Weak European economy has affected development during the year
- In Norway deliveries worth SEK 100 M were made to the retailer REMA 1000 for all its 500 stores
- Pricer won the largest project ever in the market – the estimated value exceeds SEK 300 M over three to five years
- Belgian Delhaize, one of the world’s leading retailers, has selected Pricer’s graphic e-paper labels for both its integrated and franchise stores
- The Board proposes a dividend of 0.25 (0.25) SEK
- Outlook for 2013: Higher net sales, but slightly lower operating profit than 2012 caused by lower gross margin due to adjusted product mix
Fourth quarter
Order entry: SEK 76 M (148)
Net sales: SEK 144.2 M (191.9)
Gross margin: 27.7 percent (32.2)
Operating profit: SEK 11.5 M (26.5)
Operating margin: 8.0 percent (13.8)
Net profit 1): SEK -16.0 M (102.5)
Cash flow: SEK 9.3 M (29.7)
Basic earnings per share 1): SEK -0.15 (0.95)
Full year
Order entry: SEK 512 M (548)
Net sales: SEK 549.2 M (613)
Gross margin: 31.2 percent (32.4)
Operating profit: SEK 69.7 M (76.7)
Operating margin: 12.7 percent (12.5)
Net profit: SEK 35.6 M (150.3)
Cash flow: SEK 23.0 M (5.9)
Basic earnings per share: SEK 0.33 (1.40)
1) The reduced corporate tax rate in Sweden from 2013 reduces the value of capitalised tax losses by SEK 19 M
Comments from the CEO Fredrik Berglund
We maintain our position as the leading supplier of electronic shelf labels. During 2012 we have achieved our second best result in the history of the company, despite the subdued development in the euro-area. In France, our largest market, Carrefour elected not to do any installations during the year affecting the development. The economic slowdown has led to both order entry and net sales declining during the year. We have also experienced some pressure on gross margin.
We have won several important contracts and Pricer has not lost any larger Request-For-Proposals during the year. The number of pilots remains at a high level, a clear indication of future deals, and the projects span over several continents and business segments.
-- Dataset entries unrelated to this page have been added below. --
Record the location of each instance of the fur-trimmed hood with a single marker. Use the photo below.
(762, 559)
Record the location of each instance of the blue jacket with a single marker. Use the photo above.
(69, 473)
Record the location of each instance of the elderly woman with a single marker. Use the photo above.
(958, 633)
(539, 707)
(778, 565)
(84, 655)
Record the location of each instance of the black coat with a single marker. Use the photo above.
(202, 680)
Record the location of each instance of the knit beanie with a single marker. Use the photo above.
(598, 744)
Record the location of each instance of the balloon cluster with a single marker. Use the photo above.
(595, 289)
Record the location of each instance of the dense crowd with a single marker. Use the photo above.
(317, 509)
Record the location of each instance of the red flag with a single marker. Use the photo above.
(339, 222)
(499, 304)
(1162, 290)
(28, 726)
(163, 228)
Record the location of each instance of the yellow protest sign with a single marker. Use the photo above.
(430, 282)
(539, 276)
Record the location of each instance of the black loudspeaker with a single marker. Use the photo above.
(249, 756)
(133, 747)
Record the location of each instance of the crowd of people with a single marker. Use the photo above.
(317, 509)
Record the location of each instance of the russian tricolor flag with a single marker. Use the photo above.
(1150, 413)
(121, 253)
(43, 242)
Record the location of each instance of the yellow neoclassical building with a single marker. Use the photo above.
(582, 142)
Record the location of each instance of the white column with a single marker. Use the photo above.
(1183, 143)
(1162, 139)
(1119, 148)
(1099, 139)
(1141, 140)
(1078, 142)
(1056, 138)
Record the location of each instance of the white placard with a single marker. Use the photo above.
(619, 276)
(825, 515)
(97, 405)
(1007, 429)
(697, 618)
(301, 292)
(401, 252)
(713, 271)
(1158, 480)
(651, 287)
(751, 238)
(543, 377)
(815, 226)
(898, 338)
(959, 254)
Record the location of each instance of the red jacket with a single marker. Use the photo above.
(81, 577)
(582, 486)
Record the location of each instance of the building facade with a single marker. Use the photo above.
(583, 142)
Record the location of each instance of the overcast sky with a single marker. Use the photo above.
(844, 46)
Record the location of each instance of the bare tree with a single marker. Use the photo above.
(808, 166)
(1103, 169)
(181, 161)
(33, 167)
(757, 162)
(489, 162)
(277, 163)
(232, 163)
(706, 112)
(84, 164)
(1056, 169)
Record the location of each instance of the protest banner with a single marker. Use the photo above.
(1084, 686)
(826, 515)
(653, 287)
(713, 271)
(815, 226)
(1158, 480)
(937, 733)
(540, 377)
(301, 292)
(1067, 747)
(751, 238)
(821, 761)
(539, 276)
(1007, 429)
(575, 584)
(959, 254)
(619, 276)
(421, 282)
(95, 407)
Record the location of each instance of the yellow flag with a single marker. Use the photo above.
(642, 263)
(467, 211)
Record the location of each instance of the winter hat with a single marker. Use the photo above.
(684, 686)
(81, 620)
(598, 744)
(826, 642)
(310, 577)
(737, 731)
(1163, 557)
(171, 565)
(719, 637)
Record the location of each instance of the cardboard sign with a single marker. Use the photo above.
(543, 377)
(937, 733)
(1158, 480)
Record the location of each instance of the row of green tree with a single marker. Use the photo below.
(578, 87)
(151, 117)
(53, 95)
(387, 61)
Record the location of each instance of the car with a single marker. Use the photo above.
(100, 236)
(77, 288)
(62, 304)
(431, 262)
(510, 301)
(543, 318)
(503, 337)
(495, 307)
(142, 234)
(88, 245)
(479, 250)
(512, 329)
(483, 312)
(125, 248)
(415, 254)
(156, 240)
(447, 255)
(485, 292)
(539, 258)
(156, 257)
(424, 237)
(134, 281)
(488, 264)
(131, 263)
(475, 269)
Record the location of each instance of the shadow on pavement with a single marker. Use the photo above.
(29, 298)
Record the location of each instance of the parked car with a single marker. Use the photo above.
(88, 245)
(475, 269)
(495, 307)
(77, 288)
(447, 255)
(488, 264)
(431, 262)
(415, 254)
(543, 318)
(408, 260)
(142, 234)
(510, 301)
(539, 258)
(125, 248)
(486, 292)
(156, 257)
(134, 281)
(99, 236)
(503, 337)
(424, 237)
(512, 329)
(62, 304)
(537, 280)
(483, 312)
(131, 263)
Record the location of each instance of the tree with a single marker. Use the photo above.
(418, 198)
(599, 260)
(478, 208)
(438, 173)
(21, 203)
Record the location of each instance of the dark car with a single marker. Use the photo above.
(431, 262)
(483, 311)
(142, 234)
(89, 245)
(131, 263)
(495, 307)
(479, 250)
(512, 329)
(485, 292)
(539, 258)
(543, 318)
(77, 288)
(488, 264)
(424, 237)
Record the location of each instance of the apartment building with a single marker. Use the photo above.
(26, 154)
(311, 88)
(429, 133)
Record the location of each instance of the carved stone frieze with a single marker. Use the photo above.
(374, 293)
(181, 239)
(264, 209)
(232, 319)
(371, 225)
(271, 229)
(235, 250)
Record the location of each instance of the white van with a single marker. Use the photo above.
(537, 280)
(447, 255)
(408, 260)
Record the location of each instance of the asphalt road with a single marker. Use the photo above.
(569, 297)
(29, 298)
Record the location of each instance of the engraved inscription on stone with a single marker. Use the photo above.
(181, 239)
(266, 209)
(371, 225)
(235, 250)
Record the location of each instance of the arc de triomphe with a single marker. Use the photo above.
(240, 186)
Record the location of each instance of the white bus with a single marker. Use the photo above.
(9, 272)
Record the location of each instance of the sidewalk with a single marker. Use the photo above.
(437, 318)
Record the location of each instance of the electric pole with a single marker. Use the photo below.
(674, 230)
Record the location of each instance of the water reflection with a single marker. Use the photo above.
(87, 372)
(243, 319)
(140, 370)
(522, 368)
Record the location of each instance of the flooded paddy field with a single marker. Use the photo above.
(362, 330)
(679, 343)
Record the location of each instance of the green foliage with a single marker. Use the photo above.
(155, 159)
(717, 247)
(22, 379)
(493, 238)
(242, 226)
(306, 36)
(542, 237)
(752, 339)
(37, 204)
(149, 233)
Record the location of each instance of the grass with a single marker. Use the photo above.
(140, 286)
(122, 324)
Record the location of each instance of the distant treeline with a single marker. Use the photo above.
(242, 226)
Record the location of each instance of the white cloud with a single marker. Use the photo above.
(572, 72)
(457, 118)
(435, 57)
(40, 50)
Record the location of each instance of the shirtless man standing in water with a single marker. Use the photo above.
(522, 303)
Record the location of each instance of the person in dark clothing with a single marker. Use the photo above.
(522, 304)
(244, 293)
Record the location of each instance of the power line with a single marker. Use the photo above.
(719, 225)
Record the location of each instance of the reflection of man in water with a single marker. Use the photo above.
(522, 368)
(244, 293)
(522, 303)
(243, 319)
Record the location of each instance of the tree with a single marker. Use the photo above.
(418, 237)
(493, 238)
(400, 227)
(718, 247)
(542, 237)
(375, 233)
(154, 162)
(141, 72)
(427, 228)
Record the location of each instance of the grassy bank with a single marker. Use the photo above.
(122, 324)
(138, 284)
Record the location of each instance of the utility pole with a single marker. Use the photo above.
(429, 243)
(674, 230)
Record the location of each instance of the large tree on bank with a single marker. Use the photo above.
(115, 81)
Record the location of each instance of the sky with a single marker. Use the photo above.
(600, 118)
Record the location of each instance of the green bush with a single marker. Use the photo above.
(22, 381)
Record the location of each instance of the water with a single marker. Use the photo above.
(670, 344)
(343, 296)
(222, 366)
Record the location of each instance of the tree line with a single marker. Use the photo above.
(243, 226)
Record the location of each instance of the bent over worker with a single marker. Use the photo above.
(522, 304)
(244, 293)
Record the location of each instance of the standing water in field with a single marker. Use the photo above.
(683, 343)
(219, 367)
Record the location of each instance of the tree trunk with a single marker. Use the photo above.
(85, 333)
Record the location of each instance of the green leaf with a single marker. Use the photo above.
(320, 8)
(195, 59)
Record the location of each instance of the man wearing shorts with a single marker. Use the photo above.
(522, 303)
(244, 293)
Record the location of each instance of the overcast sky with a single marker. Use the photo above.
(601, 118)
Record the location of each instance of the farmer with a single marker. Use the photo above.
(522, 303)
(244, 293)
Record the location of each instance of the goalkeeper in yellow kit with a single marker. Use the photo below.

However, the difficult economic climate makes the investments take longer. There is more time between pilot projects and orders and projects are slower than planned.
In September 2012 we installed the first store in the world with labels containing NFC, (Near Field Communication). We have focused on developing new solutions, based on customer requests, a number of which will be launched during 2013. We have continued to strengthen our sales and marketing organization.
Our graphic labels represent an increasing share of net sales. We are confident that the functionality and the possibilities with the graphic displays will broaden the market for electronic shelf labels. Short term net sales will be affected positively but margins negatively, something we have noted the effect of already in the fourth quarter.
We stand strong for the future with our strengthened sales organization and product mix. At the same time the economic decline makes the complete picture unclear. Our outlook is that net sales will grow in 2013. However, gross margin will come under pressure as the share of graphic labels will increase leading to the operating result for 2013 expected to be lower.